In the past decade, terms like machine learning, artificial intelligence, and data mining are becoming greater buzzwords as computing power, APIs, and the massively increased availability of data enable new technologies like self-driving cars. However, we’ve been using methodologies like machine learning in psychometrics for decades. So much of the hype is just hype.
So, what exactly is Machine Learning?
Unfortunately, there is no widely agreed-upon definition, and as Wikipedia notes, machine learning is often conflated with data mining. A broad definition from Wikipedia is that machine learning explores the study and construction of algorithms that can learn from and make predictions on data. It’s often divided into supervised learning, where a researcher drives the process, and unsupervised learning, where the computer is allowed to creatively run wild and look for patterns. The latter isn’t of much use to us, at least yet.
Supervised learning includes specific topics like regression, dimensionality reduction, anomaly detection that we obviously have in Psychometrics. But its the general definition above that really fits what Psychometrics has been doing for decades.
What is Machine Learning in Psychometrics?
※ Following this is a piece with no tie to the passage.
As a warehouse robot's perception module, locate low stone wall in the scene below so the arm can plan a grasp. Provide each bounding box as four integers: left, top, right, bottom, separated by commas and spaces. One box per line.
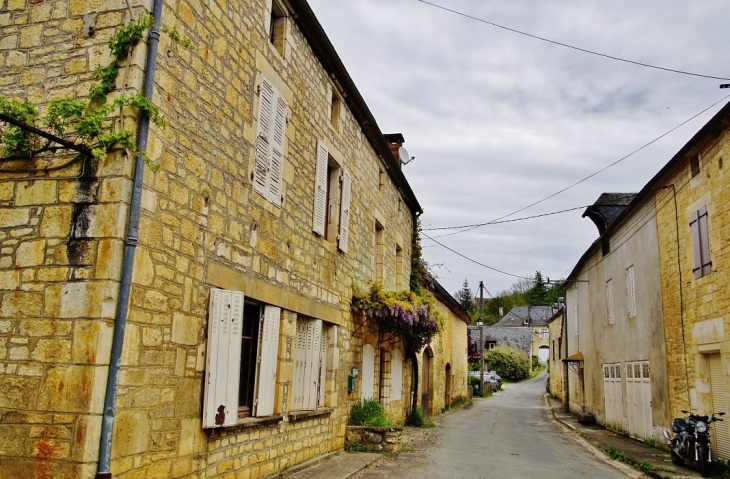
345, 426, 403, 454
We can’t cover all the ways that machine learning and related topics are used in psychometrics and test development, but here’s a sampling. My goal is not to cover them all but to point out that this is old news and that should not get hung up on buzzwords and fads and marketing schticks – but by all means, we should continue to drive in this direction.
Dimensionality Reduction
One of the first, and most straightforward, areas is dimensionality reduction. Given a bunch of unstructured data, how can we find some sort of underlying structure, especially based on latent dimension? We’ve been doing this, utilizing methods like cluster analysis and factor analysis, since Spearman first started investigating the structure of intelligence 100 years ago. In fact, Spearman helped invent those approaches to solve the problems that he was trying to address in psychometrics, which was a new field at the time and had no methodology yet. How seminal was this work in psychometrics for the field of machine learning in general? The Coursera MOOC on Machine Learning uses Spearman’s work as an example in one of the early lectures!
Classification
Classification is a typical problem in machine learning. A common example is classifying images, and the classic dataset is the MNIST handwriting set (though Silicon Valley fans will think of the “not hot dog” algorithm). Given a bunch of input data (image files) and labels (what number is in the image), we develop an algorithm that most effectively can predict future image classification. A closer example to our world is the iris dataset, where several quantitative measurements are used to predict the species of a flower.
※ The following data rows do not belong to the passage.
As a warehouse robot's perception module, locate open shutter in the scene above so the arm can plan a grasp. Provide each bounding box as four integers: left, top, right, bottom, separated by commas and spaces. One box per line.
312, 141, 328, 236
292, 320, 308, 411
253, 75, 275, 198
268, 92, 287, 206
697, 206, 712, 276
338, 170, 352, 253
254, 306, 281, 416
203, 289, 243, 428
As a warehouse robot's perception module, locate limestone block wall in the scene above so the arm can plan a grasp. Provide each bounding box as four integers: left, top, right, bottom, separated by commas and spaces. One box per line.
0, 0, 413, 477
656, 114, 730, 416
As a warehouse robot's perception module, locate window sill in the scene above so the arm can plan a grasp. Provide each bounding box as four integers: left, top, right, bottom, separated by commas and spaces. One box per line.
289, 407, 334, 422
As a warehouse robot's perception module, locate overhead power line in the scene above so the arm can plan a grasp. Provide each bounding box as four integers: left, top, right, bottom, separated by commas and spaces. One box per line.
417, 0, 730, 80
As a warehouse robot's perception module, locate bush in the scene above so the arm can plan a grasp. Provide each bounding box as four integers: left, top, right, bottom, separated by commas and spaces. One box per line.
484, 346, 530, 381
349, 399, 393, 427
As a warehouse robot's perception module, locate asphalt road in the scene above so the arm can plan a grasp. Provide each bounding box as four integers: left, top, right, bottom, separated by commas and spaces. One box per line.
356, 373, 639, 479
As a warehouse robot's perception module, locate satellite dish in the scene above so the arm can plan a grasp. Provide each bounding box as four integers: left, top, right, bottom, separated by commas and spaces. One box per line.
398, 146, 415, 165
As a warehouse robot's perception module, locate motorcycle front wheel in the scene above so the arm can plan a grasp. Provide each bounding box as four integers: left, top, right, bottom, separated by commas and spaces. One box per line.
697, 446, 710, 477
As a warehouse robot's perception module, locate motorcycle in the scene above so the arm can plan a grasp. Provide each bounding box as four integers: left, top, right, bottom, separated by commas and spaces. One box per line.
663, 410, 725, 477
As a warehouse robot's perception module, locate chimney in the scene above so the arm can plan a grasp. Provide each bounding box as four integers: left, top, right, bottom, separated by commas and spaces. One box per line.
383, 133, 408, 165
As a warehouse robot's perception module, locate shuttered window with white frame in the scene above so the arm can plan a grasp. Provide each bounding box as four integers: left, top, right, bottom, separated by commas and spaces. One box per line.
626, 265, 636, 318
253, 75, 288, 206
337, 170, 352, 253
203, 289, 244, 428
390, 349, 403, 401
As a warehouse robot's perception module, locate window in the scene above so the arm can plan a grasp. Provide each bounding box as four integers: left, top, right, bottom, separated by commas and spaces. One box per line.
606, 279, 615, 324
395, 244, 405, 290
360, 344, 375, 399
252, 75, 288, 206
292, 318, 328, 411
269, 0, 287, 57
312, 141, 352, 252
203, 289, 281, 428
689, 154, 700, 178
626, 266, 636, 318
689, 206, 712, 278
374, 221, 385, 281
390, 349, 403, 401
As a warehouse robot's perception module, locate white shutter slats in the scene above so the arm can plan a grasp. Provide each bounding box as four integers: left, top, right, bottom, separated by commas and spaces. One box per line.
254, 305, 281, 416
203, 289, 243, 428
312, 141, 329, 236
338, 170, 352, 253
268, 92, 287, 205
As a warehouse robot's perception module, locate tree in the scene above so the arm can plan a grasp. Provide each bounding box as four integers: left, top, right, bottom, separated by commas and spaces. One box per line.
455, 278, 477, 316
The contrasting groups method of setting a test cutscore is a simple example of classification in psychometrics. We have a training set where examinees are already classified as pass/fail by a criterion other than test score (which of course rarely happens, but that’s another story), and use mathematical models to find the cutscore that most efficiently divides them. Not all standard setting methods take a purely statistical approach; understandably, the cutscores cannot be decided by an arbitrary computer algorithm like support vector machines or they’d be subject to immediate litigation. Strong use of subject matter experts and integration of the content itself is typically necessary.
Of course, all tests that seek to assign examinees into categories like Pass/Fail are addressing the classification problem. Some of my earliest psychometric work on the sequential probability ratio test and the generalized likelihood ratio was in this area.
One of the best examples of supervised learning for classification, but much more advanced than the contrasting groups method, is automated essay scoring, which as been around for about 2 decades. It has all the classic trappings: a training set where the observations are classified by humans first, and then mathematical models are trained to best approximate the humans. What makes it more complex is that the predictor data is now long strings of text (student essays) rather than a single number.
Anomaly Detection
The most obvious way this is used in our field is psychometric forensics, trying to find examinees that are cheating or some other behavior that warrants attention. But we also use it to evaluate model fit, possibly removing items or examinees from our data set.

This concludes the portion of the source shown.